I have got into the habit of choosing a word for the year to help me focus on what I feel is most important. In 2016 my word was ‘story’, because my focus was on some writing projects I wanted to give more attention to and because I am conscious that the way I live and the choices I make ‘write’ my own story and those of my family.
This year I’ve chosen the word ‘strength’. Until a few days ago it was going to be ‘nurture’, with the associations of looking after myself and building up relationships. But then suddenly I had an epiphany that it needed to be ‘strength’ – strengthening our family relationships, improving my physical stamina to cope with the children, mental/emotional strength to deal with everything that gets thrown at us, and underpinning all this a reinvigorated faith and drawing on God’s strength when I have none of my own to give. ‘Strength’ feels like it has a bit more ooomph to it than ‘nurture’. It’s something I can get my teeth into.
So. In order to work on all these aspects of strength, I’ve made plans. (I like plans.)
- I’m taking myself to a counsellor rather than waiting for PAS to sort that out. I’m hoping that will give me a safe place to offload all the secondary trauma rubbish and general adoptive parenting angst without anyone feeling that I am asking them to do things for me or that they should have a way to magically fix everything.
- I’ve added aquafit classes to my diary. There are few forms of exercise that don’t fill me with horror, and this is one of them.
- I’m using Bible-reading and prayer apps to keep me on track and planning to start each day with that once the children are at school.
- In terms of strengthening family relationships, I’m drawing a bit of a blank. Scheduling more date nights with Pete would be a good start. Finding opportunities to spend time one-on-one with the girls would be a sensible plan too. Beyond that I’m not sure what else I have energy for at the moment – we are very much in one day at a time survival mode and hopefully it will fall into place as I work on the other stuff.
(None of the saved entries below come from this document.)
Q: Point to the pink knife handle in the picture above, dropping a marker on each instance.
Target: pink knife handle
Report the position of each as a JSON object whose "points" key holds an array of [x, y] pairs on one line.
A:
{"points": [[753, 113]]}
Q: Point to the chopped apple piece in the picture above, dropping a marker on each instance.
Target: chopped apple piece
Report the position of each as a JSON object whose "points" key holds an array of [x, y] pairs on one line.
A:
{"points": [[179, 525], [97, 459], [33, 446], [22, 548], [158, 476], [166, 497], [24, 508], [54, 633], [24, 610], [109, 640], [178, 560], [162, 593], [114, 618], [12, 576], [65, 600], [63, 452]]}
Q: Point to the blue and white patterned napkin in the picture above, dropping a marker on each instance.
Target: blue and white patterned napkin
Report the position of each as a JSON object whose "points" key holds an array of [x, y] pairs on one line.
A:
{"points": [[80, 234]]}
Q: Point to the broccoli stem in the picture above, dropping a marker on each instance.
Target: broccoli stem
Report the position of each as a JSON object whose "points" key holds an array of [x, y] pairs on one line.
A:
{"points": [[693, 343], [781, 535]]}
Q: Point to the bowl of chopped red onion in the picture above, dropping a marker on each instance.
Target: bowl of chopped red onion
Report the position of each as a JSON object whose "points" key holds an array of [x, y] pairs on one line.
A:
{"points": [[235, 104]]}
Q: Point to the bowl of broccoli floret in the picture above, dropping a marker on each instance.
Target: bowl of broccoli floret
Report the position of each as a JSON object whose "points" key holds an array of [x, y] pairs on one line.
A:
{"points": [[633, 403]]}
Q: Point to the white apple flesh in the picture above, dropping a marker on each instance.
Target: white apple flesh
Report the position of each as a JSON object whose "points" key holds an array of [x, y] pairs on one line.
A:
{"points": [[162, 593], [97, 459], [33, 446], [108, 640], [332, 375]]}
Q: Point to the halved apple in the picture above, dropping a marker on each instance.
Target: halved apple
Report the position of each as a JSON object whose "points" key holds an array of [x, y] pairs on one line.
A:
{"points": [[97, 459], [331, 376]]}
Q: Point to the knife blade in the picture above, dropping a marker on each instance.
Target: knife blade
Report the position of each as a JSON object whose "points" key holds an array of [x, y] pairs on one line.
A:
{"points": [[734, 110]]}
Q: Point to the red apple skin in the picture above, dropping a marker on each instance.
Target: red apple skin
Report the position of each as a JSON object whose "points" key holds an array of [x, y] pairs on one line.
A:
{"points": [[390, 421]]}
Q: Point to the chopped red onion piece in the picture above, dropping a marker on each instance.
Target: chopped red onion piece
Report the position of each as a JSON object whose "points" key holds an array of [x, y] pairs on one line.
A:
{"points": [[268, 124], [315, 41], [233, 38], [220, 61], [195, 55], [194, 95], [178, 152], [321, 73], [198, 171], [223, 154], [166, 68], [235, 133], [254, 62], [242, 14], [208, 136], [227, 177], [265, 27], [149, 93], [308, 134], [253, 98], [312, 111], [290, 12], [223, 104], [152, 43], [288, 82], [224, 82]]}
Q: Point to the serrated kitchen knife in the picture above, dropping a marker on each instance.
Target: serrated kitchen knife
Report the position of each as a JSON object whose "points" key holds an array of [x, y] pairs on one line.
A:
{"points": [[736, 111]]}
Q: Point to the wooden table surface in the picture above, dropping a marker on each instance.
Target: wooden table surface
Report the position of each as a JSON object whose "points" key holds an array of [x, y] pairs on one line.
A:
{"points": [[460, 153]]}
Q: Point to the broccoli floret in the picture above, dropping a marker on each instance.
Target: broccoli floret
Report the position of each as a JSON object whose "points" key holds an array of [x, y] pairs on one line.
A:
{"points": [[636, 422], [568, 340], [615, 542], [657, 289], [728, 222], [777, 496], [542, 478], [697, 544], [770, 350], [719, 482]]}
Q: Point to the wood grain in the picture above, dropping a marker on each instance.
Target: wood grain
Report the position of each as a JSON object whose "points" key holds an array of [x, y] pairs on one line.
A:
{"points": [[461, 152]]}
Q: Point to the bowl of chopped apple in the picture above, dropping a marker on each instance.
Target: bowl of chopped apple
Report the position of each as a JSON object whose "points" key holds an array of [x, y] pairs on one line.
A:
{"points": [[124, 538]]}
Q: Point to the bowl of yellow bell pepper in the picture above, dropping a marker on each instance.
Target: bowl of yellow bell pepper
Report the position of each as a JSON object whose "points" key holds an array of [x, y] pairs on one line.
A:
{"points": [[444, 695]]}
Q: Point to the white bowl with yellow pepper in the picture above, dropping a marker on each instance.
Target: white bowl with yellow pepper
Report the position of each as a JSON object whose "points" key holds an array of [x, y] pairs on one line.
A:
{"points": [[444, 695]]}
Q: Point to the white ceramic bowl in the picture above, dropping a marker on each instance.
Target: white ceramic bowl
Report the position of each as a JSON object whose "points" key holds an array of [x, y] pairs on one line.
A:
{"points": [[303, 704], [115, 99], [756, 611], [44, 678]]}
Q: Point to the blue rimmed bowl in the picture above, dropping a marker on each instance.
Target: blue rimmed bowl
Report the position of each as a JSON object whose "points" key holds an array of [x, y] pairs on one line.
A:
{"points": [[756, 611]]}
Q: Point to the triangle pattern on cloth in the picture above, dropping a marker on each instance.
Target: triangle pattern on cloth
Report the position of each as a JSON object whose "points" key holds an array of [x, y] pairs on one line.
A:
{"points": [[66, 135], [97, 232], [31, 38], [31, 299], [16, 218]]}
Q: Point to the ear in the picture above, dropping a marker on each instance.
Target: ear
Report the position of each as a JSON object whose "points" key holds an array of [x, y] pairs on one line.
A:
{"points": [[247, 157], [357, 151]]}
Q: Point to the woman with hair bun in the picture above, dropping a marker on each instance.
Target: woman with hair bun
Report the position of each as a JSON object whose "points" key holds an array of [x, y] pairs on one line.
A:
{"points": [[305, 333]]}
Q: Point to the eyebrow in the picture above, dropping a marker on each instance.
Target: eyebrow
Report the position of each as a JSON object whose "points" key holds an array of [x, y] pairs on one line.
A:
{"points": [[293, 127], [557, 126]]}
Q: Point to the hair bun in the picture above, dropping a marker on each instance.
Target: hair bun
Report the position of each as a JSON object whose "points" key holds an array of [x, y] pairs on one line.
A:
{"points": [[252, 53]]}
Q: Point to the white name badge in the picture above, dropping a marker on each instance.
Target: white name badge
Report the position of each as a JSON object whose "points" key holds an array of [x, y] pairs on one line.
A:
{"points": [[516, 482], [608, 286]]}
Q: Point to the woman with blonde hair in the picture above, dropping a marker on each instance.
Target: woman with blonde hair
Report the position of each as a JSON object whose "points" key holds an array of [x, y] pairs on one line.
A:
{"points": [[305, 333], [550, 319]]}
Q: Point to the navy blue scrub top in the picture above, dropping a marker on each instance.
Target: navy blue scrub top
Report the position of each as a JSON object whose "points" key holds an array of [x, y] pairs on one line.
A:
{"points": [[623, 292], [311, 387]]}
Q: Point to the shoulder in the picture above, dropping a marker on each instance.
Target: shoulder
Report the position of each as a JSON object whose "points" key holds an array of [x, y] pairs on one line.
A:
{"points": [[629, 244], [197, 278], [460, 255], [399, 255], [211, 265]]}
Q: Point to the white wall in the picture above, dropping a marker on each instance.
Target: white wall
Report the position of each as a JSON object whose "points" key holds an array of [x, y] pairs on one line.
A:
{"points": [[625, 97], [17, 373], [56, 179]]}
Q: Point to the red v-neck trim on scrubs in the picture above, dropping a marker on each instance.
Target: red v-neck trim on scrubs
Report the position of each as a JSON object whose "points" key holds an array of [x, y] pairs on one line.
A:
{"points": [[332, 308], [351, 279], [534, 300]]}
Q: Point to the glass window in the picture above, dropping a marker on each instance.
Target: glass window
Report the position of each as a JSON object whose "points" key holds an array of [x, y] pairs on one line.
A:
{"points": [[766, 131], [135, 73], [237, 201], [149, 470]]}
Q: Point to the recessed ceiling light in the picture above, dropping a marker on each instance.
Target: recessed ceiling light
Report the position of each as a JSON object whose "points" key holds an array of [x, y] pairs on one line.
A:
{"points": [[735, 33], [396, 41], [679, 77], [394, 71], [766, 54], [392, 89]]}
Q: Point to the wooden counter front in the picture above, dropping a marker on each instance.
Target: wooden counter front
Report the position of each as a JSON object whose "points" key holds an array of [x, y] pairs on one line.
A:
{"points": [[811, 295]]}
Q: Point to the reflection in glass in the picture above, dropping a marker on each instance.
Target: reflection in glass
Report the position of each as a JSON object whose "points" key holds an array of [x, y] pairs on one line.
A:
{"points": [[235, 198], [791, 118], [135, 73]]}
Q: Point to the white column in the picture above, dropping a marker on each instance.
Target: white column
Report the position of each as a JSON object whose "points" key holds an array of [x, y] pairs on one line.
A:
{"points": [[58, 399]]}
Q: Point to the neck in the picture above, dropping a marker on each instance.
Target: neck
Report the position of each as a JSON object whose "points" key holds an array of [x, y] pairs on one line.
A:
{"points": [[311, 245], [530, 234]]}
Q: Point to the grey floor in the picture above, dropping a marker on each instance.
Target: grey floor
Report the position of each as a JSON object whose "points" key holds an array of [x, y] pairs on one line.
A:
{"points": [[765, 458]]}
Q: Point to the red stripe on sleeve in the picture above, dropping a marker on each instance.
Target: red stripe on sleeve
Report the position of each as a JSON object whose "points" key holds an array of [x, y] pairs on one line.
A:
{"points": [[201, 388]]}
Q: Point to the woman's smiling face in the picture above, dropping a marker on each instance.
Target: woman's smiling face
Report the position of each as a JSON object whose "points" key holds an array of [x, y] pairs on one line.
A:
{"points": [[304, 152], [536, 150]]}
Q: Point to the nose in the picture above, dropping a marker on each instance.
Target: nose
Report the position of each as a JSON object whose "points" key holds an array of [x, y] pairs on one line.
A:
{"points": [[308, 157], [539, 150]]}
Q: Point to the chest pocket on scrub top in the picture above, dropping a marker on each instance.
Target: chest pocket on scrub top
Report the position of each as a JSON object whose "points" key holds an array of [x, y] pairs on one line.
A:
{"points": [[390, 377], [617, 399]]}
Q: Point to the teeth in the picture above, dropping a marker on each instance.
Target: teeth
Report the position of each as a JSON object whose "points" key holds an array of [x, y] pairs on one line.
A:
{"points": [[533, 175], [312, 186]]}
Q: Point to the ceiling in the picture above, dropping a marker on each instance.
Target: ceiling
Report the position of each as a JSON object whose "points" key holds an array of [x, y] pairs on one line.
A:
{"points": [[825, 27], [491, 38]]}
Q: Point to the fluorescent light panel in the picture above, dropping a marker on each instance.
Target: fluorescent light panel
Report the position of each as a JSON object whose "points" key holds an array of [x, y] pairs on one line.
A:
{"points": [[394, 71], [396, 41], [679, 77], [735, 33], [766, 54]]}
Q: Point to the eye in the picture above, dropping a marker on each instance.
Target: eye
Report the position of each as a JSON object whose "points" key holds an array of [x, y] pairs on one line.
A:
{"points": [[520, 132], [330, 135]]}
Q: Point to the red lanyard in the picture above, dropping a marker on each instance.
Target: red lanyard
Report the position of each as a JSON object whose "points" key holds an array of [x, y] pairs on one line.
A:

- I’m also struggling to work out how to strengthen our support network in terms of practical help from people nearby. We have one friend who helps out with childcare and ironing, another one has recently come onto the scene, but really my goal is to add another four local friends to the Meadows Support Team. One a quarter. That should be doable, right? I just need to work out where to find these people. I think it may mean finding my inner extrovert and Actually Talking To People – at church, at the school gate, wherever it is that people make friends. I’m a bit out of practice.
How are you planning to look after yourself better in 2017? I’d love to hear your thoughts.